中央快速線E233系にトイレ設置、なんのために?(2/4 ページ)
JR東日本の中央線快速で、トイレの使用が可能になることをご存じだろうか。「通勤電車にトイレ?」と思われた人もいるかもしれないが、なぜトイレを導入するのか。その背景に迫る。
中央快速線の置かれた状況
中央快速線は、もともとは短距離の路線という扱いだった。東京から高尾まで、全部乗り通したとしても1時間から1時間20分程度の路線で、多くの利用者が短距離の利用だった。しかも、本数は多い。

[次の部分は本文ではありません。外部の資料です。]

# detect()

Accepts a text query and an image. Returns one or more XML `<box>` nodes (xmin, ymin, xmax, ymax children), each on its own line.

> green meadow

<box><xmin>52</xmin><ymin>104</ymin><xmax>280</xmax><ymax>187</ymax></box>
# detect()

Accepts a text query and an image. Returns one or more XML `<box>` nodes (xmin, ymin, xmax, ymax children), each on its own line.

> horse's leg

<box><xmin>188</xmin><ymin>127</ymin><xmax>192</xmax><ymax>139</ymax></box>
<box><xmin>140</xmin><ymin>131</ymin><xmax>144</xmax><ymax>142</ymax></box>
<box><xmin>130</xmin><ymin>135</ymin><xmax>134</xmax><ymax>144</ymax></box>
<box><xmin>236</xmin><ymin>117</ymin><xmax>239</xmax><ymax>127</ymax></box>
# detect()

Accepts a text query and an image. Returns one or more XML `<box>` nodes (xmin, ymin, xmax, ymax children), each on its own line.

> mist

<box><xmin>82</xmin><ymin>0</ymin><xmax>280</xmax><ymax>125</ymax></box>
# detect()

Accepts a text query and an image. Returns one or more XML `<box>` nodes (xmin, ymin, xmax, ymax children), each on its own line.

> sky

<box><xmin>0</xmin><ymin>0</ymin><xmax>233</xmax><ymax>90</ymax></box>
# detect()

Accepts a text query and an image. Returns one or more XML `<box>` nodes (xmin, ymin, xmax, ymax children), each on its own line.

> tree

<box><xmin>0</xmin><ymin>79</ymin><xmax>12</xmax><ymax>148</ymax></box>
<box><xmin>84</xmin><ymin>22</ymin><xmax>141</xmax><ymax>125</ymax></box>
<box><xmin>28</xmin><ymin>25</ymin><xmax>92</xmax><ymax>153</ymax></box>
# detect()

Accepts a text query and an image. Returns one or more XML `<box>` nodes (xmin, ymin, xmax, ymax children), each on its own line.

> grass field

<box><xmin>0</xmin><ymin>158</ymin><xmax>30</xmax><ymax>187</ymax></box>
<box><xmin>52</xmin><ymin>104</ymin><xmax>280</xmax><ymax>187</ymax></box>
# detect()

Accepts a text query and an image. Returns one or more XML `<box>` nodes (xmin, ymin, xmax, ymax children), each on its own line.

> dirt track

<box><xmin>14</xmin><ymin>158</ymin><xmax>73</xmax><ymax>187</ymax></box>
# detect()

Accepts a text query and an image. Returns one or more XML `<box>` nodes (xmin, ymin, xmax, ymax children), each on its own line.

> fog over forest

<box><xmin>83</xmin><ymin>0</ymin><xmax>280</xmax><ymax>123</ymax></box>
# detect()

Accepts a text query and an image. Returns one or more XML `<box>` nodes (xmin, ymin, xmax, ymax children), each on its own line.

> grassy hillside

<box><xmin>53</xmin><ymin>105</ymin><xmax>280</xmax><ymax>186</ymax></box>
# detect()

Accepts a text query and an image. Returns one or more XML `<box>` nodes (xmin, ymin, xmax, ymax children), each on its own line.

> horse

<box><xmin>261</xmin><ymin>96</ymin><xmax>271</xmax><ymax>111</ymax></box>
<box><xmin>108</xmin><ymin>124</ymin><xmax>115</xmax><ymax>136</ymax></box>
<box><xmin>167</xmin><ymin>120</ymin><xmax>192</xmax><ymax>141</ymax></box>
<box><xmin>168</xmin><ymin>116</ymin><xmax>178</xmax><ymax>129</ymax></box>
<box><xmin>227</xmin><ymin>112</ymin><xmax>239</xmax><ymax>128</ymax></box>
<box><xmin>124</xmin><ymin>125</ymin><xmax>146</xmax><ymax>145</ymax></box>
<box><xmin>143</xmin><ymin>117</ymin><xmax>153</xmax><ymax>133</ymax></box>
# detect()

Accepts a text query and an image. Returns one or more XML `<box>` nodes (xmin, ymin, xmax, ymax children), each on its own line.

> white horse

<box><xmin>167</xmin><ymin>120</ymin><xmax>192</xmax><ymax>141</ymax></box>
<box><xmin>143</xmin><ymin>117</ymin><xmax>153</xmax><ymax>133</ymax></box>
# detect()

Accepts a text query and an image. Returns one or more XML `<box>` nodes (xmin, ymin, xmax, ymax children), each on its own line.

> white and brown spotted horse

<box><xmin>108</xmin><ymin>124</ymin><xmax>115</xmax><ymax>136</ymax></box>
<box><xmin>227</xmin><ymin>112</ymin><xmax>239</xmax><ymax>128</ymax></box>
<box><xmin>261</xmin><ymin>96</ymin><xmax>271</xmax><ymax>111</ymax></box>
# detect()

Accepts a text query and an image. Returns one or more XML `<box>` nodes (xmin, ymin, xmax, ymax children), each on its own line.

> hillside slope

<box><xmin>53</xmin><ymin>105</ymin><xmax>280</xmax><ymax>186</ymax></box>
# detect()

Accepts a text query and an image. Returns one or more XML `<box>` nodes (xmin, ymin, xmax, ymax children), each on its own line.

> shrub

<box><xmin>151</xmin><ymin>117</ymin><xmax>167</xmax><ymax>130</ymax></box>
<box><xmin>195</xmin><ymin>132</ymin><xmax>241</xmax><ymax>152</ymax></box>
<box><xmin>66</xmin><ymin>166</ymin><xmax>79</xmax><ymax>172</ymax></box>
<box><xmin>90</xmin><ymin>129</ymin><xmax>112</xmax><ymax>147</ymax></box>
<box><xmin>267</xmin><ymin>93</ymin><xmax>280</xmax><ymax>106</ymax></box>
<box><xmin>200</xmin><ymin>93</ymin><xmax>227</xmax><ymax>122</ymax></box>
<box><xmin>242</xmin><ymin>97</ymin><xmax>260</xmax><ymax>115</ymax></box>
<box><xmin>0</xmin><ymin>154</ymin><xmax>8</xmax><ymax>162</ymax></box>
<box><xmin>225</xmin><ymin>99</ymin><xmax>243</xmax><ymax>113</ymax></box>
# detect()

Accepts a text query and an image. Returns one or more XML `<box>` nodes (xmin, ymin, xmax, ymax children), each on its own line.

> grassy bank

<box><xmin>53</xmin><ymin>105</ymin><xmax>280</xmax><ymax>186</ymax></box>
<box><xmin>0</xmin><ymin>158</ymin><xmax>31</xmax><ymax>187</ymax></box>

かつては、東京から高尾に向かう「快速」と、新宿から甲府・松本方面に向かう「普通」が別の列車として存在していた。前者は4ドアロングシート・トイレなし、後者は3ドアセミクロスシート・トイレありと違いがあり、新宿からの列車は高尾までは三鷹、立川、八王子にしか停車しなかった。
ところが、セミクロスシートの列車は乗客であふれるため立川、八王子、高尾発となり、一方で1986年に大月まで特別快速などの運行が行われるようになった。大月までは、1時間40分から2時間程度かかる。長距離・長時間の運行となるものの、グリーン車もなくトイレもない状況が長く続いていた。
中央快速線は10両編成であり、多くの駅が10両までしか対応していない。増える利用者への対応は増結ではなく増発ということになった。
長距離なのにトイレがなく、混雑するのでセミクロスシートは不可能で、グリーン車もなしという環境改善ができない路線であったといえる。しかも短距離の電車と、長距離の特急列車や普通列車が同じ線路を走らなければならない構造のため、抜本的な対策がとりにくい。
もし三鷹までの複々線が立川まで延伸されていた場合、事態は異なっていたと思われるものの、実現できていない中で高架化が完成した。特急と通勤電車が同じ線路を走る状況は変わっていないのだ。